転んで、咄嗟に手が前に出なくて、顔から地面に落ちるとこうなるが――
「怪我がそれだけで済んだのなら幸いだが、仮にも忍者のたまごがその仕儀は情けないぞ」
「神崎先輩をお部屋へお連れする時、神崎先輩が走りだした弾みに縄が絡まってしまいまして」
「……。ごめん」
しんベヱに託した左門付きの縄の間に、重石代わりに喜三太と平太も巻き込んだのは三木ヱ門だ。

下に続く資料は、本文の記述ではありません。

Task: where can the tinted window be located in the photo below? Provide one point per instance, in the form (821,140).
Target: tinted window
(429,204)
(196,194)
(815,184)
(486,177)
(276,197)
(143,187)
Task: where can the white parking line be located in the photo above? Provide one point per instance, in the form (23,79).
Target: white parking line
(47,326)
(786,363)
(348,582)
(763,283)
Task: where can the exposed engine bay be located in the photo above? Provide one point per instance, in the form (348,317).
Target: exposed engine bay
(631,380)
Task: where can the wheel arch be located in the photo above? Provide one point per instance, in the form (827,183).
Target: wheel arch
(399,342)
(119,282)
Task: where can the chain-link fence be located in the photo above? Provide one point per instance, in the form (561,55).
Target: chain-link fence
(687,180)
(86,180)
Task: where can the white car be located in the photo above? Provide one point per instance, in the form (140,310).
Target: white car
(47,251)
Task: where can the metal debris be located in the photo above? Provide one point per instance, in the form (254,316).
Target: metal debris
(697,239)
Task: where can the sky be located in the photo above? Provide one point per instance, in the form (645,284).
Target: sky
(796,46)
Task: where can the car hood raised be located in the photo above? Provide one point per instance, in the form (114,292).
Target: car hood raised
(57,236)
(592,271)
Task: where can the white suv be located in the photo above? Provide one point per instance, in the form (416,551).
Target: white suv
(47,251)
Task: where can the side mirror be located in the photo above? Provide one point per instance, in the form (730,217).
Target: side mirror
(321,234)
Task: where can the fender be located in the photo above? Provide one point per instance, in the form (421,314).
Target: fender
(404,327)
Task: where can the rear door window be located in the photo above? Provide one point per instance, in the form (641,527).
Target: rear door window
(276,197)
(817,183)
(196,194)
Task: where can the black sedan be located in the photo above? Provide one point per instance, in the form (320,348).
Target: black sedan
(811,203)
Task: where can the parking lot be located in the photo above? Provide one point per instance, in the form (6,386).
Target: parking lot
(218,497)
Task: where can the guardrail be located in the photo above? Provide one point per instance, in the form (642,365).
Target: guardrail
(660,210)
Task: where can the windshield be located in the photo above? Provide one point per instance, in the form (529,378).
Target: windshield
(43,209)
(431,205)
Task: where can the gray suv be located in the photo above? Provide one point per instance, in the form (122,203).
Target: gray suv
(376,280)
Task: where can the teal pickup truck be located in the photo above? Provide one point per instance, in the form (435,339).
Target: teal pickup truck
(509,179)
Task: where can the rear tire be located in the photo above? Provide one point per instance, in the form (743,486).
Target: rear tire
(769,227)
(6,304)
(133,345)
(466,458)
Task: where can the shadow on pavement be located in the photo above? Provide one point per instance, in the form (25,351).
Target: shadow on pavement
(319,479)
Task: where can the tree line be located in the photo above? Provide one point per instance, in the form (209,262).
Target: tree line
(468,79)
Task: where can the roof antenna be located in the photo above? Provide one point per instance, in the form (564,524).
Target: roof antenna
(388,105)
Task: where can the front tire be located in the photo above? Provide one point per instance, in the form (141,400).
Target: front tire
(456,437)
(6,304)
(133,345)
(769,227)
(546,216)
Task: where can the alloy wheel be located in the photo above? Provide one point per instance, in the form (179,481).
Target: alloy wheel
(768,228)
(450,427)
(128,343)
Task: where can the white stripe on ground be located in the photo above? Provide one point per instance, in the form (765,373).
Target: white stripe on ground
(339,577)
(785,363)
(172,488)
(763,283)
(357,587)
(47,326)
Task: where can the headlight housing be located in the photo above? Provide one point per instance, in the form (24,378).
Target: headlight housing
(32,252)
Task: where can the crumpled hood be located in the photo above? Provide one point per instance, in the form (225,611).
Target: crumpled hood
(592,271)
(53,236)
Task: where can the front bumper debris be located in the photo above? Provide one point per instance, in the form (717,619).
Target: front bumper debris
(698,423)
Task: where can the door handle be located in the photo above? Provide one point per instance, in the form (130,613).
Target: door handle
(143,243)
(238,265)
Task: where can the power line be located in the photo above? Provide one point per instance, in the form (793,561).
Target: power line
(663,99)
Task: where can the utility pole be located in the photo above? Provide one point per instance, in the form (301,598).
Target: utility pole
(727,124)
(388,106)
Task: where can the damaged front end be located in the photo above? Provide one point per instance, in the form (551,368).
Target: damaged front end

「それで医務室に行ったら、膏薬だらけの食満先輩が床(ゆか)に伸びていらして」
神妙な様子で黙っていた作兵衛が、平太のその言葉にくすんと鼻を鳴らした。吹き出したのかと三木ヱ門が目を向けると、作兵衛はどんな表情をしたらいいか決めかねているのか、くしゃみを堪えるような妙に力の入った顔つきをしていた。
その顔で、いくらか鼻声になって言う。
「確かに打ち身は幾つも出来ていましたが、あれは大げさに過ぎます――過ぎるように見えます」
「そう言うということは、作兵衛も医務室へ行ったのか。いつ行ったんだ?」
「僕がこけたあと、一緒にです」
「んん?」
平太が補足してくれたが、事の前後が一瞬分からなくなって三木ヱ門は唸った。今日は自室で大人しくしていると決心した左門を用具の一年生たちに任せたのは、職責に燃える乱太郎と左近を焚きつけるよりも前だ。
「先にこの廊下で先輩にお会いしたあと、左門を連れて部屋に戻ろうとしたら途中でまた脱走しかけて、たまたま居合わせたこいつらが捕まえるのを手伝ってくれたんですが」
地面で打った鼻がずっとしくしく痛かったのが、捕物騒ぎのどたばたの勢いでとうとう鼻血が出てしまったので、左門を部屋の中へ追い込んだあと医務室へ連れて行ったのだとかいつまんで作兵衛が説明する。
「――そしたら食満先輩もおいでだったので、田村先輩の言伝てをお話ししたら」
"逃げたすずめは懐に入った"。
それと"朴念仁"!
「それを聞いた食満先輩が、――あの、何と言うか」
「食堂のおばちゃんが使ってる古い金物のお鍋みたいな顔になりました」
言いづらそうに口ごもる作兵衛の横で、しんべヱがあっけらかんと言う。
なるほど、ベコッとへこんだのか。